Voters turned down the similar $59.1 million Measure Q in November, but officials are banking that this time they've answered critics' concerns.
"Most people recognize we have a problem," said Mayor Steve Glazer. "The issue really is, do they trust the council, do they trust the city to spend Measure E money wisely."
Supporters are hoping that -- with a Citizens' Oversight Committee written into the bond, as well as a broad infrastructure funding plan with revenues from multiple sources -- the answer will be yes.
Many Measure Q supporters said that bond, which garnered 64.4 percent of the vote when it needed 66.6 percent, fell victim to a contentious city council race, where questions were raised about the city's past spending practices.
Resident Clyde Vaughn was one of the most vocal opponents of Measure Q, and he doesn't see any difference in the current measure.
"I think it's unfair for them to expect the citizens to dig down in their pocket while they squander their money on luxuries like the new city offices," he said. "It seems to me that the city council is fascinated by image projects rather than necessities."
But bond supporters contend that there are differences.

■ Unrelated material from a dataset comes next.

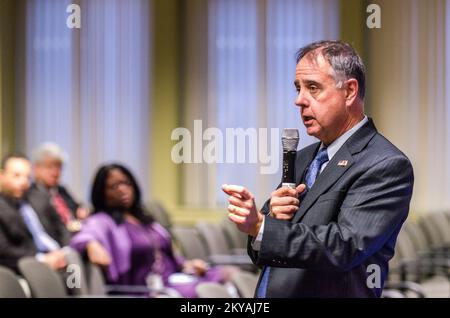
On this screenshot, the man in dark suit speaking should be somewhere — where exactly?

Measure E is "more comprehensive in its scope" than Measure Q, Glazer said. It details how the city in the next 33 years will spend $95.9 million, which includes a $2.5 million contribution from city reserves, $1.2 million from the East Bay Municipal Utility District, $3.4 million from the Moraga-Orinda Fire District, and about $30.2 million in annual road maintenance funds.
The city has also appointed a Citizens' Oversight Commission to be the 'citizens' eyes and ears on the expenditure of all our infrastructure dollars," he said. That group will work with staff members to prepare the infrastructure plan for each year, he said.

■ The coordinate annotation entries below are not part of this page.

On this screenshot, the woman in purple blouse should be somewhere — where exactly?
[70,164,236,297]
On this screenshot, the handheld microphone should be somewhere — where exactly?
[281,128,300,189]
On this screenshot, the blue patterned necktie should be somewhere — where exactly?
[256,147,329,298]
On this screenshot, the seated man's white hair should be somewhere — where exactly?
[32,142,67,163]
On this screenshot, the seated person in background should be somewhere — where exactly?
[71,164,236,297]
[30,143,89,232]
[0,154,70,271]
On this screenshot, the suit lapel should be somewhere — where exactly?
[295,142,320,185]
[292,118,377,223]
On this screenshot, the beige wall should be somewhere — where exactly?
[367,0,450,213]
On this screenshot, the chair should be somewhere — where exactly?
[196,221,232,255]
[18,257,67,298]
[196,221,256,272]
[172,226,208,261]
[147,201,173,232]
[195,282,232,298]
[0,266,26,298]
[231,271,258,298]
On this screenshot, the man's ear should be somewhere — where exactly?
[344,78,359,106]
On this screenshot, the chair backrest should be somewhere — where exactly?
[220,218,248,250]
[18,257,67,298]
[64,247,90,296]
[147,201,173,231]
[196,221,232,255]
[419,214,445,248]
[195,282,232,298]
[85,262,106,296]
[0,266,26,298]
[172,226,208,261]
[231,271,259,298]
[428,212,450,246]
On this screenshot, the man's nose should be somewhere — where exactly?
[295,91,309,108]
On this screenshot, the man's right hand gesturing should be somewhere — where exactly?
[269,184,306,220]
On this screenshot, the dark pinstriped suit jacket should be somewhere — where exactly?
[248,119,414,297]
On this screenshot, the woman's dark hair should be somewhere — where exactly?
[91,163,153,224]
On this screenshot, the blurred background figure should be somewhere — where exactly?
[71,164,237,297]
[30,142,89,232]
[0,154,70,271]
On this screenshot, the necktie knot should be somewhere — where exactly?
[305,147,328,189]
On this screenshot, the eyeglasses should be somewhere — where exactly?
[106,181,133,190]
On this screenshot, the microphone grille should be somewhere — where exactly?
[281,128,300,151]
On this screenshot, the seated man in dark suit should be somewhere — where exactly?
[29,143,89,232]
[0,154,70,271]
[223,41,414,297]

The city's aging roads are ranked among the worst in the Bay Area. Orinda's water pipes are maintained by the East Bay Municipal Utility District, which replaces them when they leak, but fire district officials say they need to be replaced sooner to help meet fire-fighting needs. About 30 percent of city hydrants fall below the national water flow standard of 1,000 gallons per minute.
"There's no question that the roads need fixing," Vaughn said. "But the question is, how do you pay for it?"
He says the city should find other revenue sources, such as new property taxes from developments like Gateway and Pine Grove or a private fundraising campaign like the one mounted to help fund the new library.
Another bond opponent, Ed Coyne, said that he believes the bond money will only go to roads traveled by at least 500 vehicles a day.
"You're going to make those people who live on the residential roads mad because they're not getting any money," he said.
That charge vexes bond supporters, who have set up a Web site at http://www.fixorindaroads.com to answer critics that includes a section called "Fact vs. fiction."
In fact, Glazer said, the city specifically excluded the 500-trips-a-day requirement from Measure E.
"I'm disappointed that the opponents have decided to put out such falsehoods and misinformation to the residents," he said. "It's frustrating they can get away with making such outlandish claims."
That criteria was part of Measure Q, but even then, residential roads weren't going to be ignored, he said: The bond money would have been used for arterial roads, freeing up annual pavement maintenance funds for residential roads.
The Measure E bond money could be used for all public roads, he said.